2: When it comes to the legacy of the president and the governor, I believe that the president will have a much more serious and long-lasting effect on our state for two reasons. Since the tax cuts that Congress passed and he signed went into effect earlier this year, we have seen the federal deficit explode and federal borrowing grow at the fastest pace in our nation’s history.  All while the economy is growing. But the effects of these “cuts” will not be fully felt by Connecticut residents until next year when they file their federal tax returns and it hits home that the deductions they have come to rely on such as for their property taxes have been limited. For many, this will actually lead to an increase in their federal taxes, not a reduction. In addition, the borrow and spend policies of this president and Republican controlled Congress will be borne by us and our children for years to come.

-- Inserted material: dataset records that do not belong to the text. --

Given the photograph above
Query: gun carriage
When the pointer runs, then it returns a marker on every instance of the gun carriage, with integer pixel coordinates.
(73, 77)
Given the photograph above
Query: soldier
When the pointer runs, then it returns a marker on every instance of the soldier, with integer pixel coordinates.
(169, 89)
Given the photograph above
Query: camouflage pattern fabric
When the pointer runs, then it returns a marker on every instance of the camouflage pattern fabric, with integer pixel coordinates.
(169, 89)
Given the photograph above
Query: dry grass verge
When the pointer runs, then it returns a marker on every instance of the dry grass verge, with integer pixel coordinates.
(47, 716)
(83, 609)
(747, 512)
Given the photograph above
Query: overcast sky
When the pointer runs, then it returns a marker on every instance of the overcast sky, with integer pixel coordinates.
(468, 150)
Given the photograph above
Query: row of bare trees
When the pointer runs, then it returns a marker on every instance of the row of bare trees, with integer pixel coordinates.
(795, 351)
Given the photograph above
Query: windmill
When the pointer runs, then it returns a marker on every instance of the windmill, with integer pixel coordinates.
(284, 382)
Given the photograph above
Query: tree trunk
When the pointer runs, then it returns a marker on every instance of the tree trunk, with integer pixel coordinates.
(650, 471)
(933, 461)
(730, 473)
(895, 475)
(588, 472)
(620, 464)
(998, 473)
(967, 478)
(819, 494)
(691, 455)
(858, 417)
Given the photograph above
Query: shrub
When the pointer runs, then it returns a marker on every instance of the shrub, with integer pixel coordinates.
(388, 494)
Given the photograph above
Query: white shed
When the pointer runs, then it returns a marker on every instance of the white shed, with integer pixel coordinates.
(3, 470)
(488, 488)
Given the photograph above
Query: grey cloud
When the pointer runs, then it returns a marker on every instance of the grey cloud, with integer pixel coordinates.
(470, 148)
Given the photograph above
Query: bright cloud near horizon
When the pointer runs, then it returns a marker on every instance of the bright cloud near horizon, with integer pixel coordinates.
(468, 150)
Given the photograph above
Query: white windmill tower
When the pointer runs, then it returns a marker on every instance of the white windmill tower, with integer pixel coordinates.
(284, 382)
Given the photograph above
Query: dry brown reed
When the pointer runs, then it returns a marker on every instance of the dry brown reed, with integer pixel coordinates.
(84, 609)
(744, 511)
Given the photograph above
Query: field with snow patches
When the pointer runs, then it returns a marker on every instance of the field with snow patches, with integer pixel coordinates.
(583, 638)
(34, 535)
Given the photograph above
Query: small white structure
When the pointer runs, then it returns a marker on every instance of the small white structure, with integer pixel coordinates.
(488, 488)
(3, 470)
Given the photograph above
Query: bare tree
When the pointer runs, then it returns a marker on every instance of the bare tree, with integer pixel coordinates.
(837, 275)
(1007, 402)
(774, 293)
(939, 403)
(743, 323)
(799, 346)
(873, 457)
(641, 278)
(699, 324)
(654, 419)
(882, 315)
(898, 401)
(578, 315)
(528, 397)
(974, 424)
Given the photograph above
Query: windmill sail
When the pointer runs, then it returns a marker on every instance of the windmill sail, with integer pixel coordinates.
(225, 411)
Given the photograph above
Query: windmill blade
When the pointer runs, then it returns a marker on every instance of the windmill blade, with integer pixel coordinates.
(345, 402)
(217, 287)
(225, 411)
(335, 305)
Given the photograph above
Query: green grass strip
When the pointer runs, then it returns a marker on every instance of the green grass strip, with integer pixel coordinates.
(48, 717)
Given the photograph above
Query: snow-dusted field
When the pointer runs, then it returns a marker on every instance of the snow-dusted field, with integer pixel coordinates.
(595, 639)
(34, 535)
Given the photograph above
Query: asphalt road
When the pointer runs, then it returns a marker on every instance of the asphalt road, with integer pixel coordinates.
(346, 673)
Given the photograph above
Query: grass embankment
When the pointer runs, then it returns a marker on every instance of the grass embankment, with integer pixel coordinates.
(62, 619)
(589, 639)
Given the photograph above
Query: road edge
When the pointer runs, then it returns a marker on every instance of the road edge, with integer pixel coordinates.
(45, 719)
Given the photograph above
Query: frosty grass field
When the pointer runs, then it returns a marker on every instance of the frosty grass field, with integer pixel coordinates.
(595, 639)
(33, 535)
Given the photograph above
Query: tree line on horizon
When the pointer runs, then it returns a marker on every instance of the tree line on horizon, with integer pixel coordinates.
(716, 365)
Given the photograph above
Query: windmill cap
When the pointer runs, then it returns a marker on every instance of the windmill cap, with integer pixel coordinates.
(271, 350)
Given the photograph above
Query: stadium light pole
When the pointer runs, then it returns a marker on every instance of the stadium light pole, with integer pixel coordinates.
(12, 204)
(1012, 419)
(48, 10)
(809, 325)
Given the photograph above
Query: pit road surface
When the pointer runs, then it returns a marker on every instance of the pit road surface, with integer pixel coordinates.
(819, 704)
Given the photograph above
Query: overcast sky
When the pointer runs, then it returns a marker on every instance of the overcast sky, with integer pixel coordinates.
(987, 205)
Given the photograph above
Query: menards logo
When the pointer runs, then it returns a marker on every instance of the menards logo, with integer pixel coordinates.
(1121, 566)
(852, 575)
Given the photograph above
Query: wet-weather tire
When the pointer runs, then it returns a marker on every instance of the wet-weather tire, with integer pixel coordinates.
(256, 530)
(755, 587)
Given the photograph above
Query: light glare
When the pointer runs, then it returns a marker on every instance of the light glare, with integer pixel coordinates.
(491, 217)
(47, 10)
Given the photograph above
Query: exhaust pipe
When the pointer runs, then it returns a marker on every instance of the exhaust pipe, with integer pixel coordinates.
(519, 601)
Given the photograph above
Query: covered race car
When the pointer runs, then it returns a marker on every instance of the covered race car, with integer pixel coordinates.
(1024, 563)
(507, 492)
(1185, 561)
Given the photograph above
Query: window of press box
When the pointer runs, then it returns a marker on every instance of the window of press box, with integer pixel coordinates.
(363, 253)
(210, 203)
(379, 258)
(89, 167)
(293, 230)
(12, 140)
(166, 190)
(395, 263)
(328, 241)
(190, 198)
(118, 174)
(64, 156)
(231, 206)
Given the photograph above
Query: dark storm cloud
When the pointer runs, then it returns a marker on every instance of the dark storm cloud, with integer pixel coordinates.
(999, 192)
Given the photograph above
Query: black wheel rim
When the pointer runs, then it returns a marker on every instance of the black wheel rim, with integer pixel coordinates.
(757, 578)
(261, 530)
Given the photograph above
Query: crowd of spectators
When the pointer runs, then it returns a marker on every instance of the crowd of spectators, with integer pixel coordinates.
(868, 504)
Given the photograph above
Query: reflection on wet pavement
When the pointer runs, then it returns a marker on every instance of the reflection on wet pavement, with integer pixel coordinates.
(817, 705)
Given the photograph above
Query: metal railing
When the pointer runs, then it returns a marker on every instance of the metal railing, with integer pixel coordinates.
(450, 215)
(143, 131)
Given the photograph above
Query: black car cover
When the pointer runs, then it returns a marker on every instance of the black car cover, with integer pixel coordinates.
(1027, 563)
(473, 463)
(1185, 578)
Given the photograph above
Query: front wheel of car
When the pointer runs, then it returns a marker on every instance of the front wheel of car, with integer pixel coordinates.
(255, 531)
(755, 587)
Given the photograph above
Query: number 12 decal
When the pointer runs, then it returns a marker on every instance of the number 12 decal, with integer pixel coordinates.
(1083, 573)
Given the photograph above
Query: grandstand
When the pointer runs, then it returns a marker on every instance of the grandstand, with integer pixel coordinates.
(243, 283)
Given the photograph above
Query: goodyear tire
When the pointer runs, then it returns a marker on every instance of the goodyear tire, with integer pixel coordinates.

On a social level, the hatred and intolerance being unleased by Donald Trump is unnerving. Just last month, I had two people in one day tell me that they were tired of housing people from Puerto Rico whose homes were destroyed in Hurricane Maria and that they needed to go back to their own country. While this type of racism is certainly nothing new, President Trump has served to embolden those who harbor these feelings. America has always been a place where people from all parts of the world could come to, work hard and make a better life for themselves and their families. The fact that we now have a president who calls neo-Nazis who march through the street chanting “Jews will not replace us” very fine people makes me fear for the soul of my country

3: Other than the economy, perhaps the greatest issue facing the legislature will be health care. Over the last several years, our country and our state have made great progress in ensuring that all Americans have access to health insurance. I myself have seen a noticeable drop in the number of patients who come into the ER where I work who lack coverage. Those gains, however, are being threatened on the national level and it will probably be up to the legislature to make sure that they are not lost here in Connecticut. With fewer and fewer employers offering health insurance to their employees, we must do what we can to make sure that people have access to health care beyond the ER. Another issue is the environment. With all of the wildlife sighting today, we must ask ourselves if we should be developing the last remaining remnants of open space that we have. I believe that we should be concentrating instead on cleaning up old contaminated properties and reusing them.